I’m currently on the 6.27 from Sheffield to London. Nothing pains more than 2 and a half hours on the train, body clock shot to buggery, eyes bleary, personal space compromised with the prospect of a dull course on offer so as to make a bad thing unbearable.
A catering cart croissant (dry) and latte (lukewarm) merely mocked me. At nearly £5 it proceeded to do a piss take dance in front of me. Food does not even feature as an interest after a 5.15am wake up call. I’m so near Borough market today but won’t be able to go which depresses me. I’m desperate to go to see what Amanda Lamb looks like. Eternally pregnant like Sarah Beeny I imagine.
London appears a funny old place to me. I know there is more to it than Old Compton St or Oxford St, but you just don’t see it when your view is usually just that on a theatre trip, or a tube station, carriage, tube station and conference venue on another course enforced on you by your employers or the Law Society. Today’s course is a management course, compulsory in your first 3 years post qualification. Seeing as I qualified in October 2007, to the wire springs to mind. But heck, I’m a by the seat of my pants kinda guy.
London update- for the heady price of £165 you too could spend the day in a conference venue feigning interest, not even convincingly, and doodling cupcakes and kites on a pad of paper. You too could pretend you were not screaming a shrill scream in your head, whilst doing a compulsory course talking about management structure and developing leadership potential when all you wanted to shout was for the love of god we will all have to wait for anyone in management to die or be pushed before we can dream of taking a middle manager position, let alone dream of being a monitoring officer or the like. The funniest moment was when the people around my table began discussing not what they do, but what they would dream of doing. We had a costume designer, a psychologist and me, who would have loved to have gone to the cordon bleu and learnt the art of the patisserie or to learn to be a chef. Law would not have featured for any of us.
A lunchtime companion had a passion for law. He had been a solicitor in the city for a US firm, but had gone to the local authority, He had said that it was about his area of interest, it was obviously bollocks. Money would make you stay and compromise your passion, I don’t care how principled you are.

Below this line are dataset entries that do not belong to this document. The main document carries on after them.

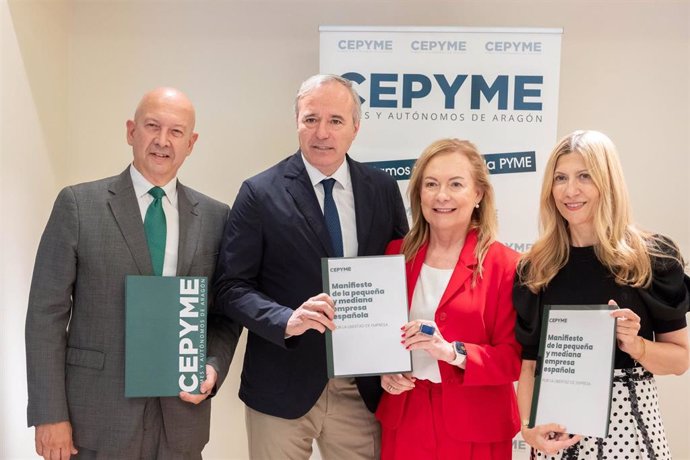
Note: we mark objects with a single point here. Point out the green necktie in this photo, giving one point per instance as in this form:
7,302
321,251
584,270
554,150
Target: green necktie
156,230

I watched It’s Complicated last night with Meryl. In my world Streep is surplus. There is no other Meryl. She is iconic. She is who I want to play me in a film of my life. Penis schmenis. Fabulous. She is Julia Child. She is the whole reason to watch Mamma Mia! She is, to quote Simon Cowell to many an undeserving Idol or X Factor contestant, world class. And in that film Meryl was living my dream. A beautiful home with a gorgeous kitchen. It had a centre table which doubled as both a counter space and a seating area for food. She had a copper bottomed pans hanging across the top if her range style stove. She had a huge fridge freezer effortlessly stacked with food. She had a kitchen garden so weed free, so organised and with such specimens of vegetable perfection that I had to protest. As a former allotment gardener, it’s impossible to even imagine how one would attain that as a supposedly single mother of three children who had flown the coop.
But the piece de la resistance was her occupation. Owner, entrepreneur of a bakery come eatery come speciality food store. A store selling fine goods, serving fresh coffee and feeding hungry people delicious fresh baked goods. A Barefoot Starbucks if you will. Not a whiff of Greggs in sight. How I would adore this. Homely benches with sugar dispensers in the middle. A counter facing the kitchen where hot toast from store baked loaves sat, and honey and jam pots sit behind ready to adorn the breakfast goodies. An array of scones baking in the ovens behind whilst croque monsieur’s bake in the oven for a hungry diner. Dare to dream Adam, dare to dream. It would be my heaven. Ok, I have rose tinted glasses. I would probably be in constant wrangles with suppliers. I would be endlessly cheesed off from 4am turps to the wholesalers. I would be always hating Starbucks and Cafe Nero for making it nigh on impossible not to be in lost in a saturated market. But in my dream I’m unstoppable, I’m talented and I appeal to people’s dream of being able to support your local team, your underdog independent. Truth of the matter is these places are already out there. I’m sure they do ok but business could always be better. Ina sold Barefoot Contessa and the store then closed. That always makes me sad, to think it’s gone. I suppose the name was probably more profitable than the store, and Ina was nervous that it could be devalued. But dreams can end, hard work go by the wayside, years fade into a “we are now closed, thanks for your custom” sign in a heartbeat. It’s a sad reality. Let’s embrace it. Ina would support my aspirations, but encourage my reality. Don’t dream of catering to the local elite, instead cater to your friend Catherine, Adam. At the end of the day, she’ll be with you tomorrow.